First among them is that boosting the number of black male doctors will improve patient outcomes, Capers says. “This isn’t just anecdotes; there’s data that says that physicians who attended diverse medical schools — and this is for physicians of any race — rate themselves as more comfortable treating diverse populations.”
Given that America is becoming an increasingly diverse place with a shortage of doctors across a range of specialties, a doctor who’s comfortable working with any patient who walks through the door is a valuable asset. “Of course we want our graduates to feel comfortable treating patients of all backgrounds,” Capers says, and it seems “there’s something about sitting in the classroom next to your classmate who’s a different race, a different sexuality or a different religion and interacting with them or being in a study group or discussion group with them that makes you more comfortable when you encounter a patient who comes from that background,” he says.

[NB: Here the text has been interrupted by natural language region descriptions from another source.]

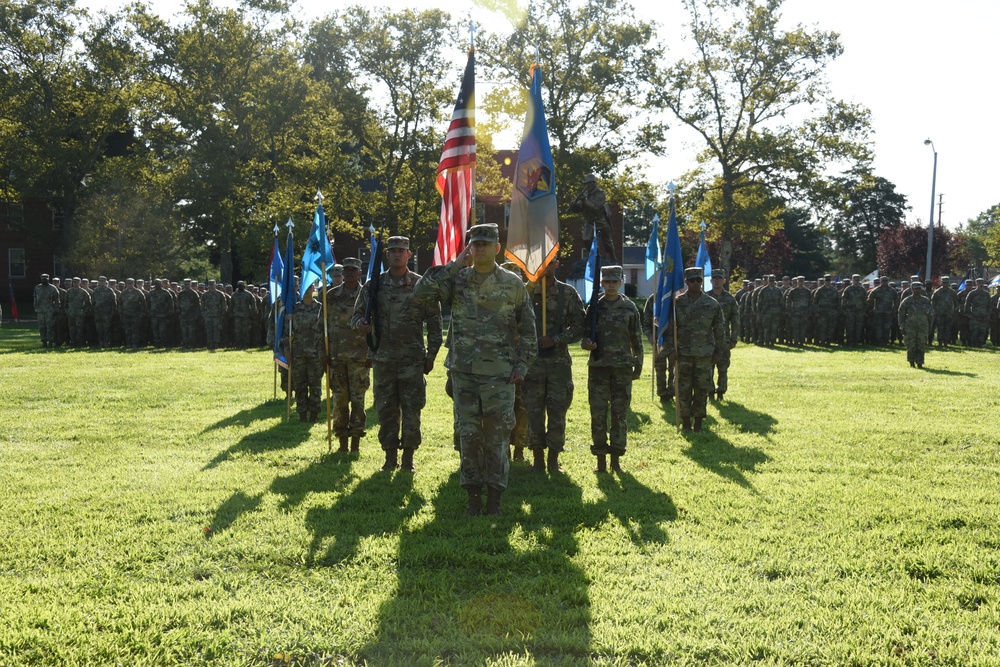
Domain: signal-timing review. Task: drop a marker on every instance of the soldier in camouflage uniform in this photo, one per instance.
(46, 297)
(133, 305)
(798, 305)
(825, 305)
(548, 386)
(105, 308)
(401, 360)
(664, 384)
(977, 310)
(916, 316)
(77, 305)
(731, 315)
(853, 302)
(349, 376)
(308, 355)
(493, 343)
(615, 361)
(189, 307)
(701, 336)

In addition, patients who share the same background with their doctors are more likely to comply with doctor’s orders. A recent study completed by the National Bureau of Economic Research showed that black male patients were much more likely to comply with a doctor’s orders for preventive screening and vaccinations when that doctor was also a black man. “The dearth of black men in medicine is a crisis because we know it impacts patient health outcomes,” Gray says.

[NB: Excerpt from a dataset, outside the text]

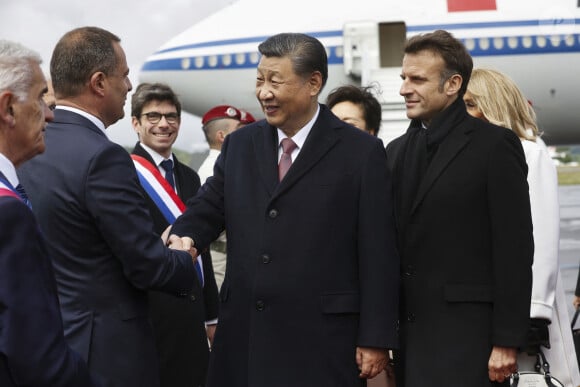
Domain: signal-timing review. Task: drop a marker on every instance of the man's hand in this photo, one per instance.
(502, 363)
(184, 244)
(371, 361)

Capers adds that “if you’re seeing a physician and they are familiar with your language or culture, that takes away your fear and anxiety,” noting that often, even when an interpreter is present, important information and nuance can be lost in translation.
There can also be a comfort factor grounded in shared experience. “Much like women often will prefer a woman OB-GYN and men often but not always will prefer to have a male urologist. People tend to want to have doctors who share their background,” Capers says. Groups that have been oppressed or mistreated may be more willing to trust a health care provider who shares that background. “Those to me are very good reasons for us to enhance diversity in the medical workforce,” he says.

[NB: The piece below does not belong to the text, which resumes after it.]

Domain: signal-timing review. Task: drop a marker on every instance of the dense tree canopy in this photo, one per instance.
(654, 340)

What’s more, doctors who hail from communities that have been historically underserved by the medical profession are more likely to practice in an underserved area. “Every single time it’s been studied, doctors who specifically come from communities that are underrepresented in medicine — most people will define that as Hispanics, African Americans, American Indians and Native Alaskans and Pacific Islanders — those doctors tend to treat underserved, disadvantaged populations.” Therefore, “it makes sense that we’d want to recruit people who’ve shown that it’s in their hearts to go into the communities and care for our poor, disadvantaged and underserved populations,” Capers says.
Lastly, Poll-Hunter says that ” research shows that more diverse classrooms contribute to greater civic-mindedness and cognitive complexity,” so the mandate for diversity is not just among the students, but for faculty, too. “Diversity in the faculty in particular contributes to a range of pedagogical strategies. Diversity enriches the learning environment,” which can lead to novel approaches that reach more patients and improve outcomes. “As faculty, they’ve enriched the learning environment, and as scientists they’re more likely to pursue areas of research that focus on health disparities as well,” which could help level the health playing field for all.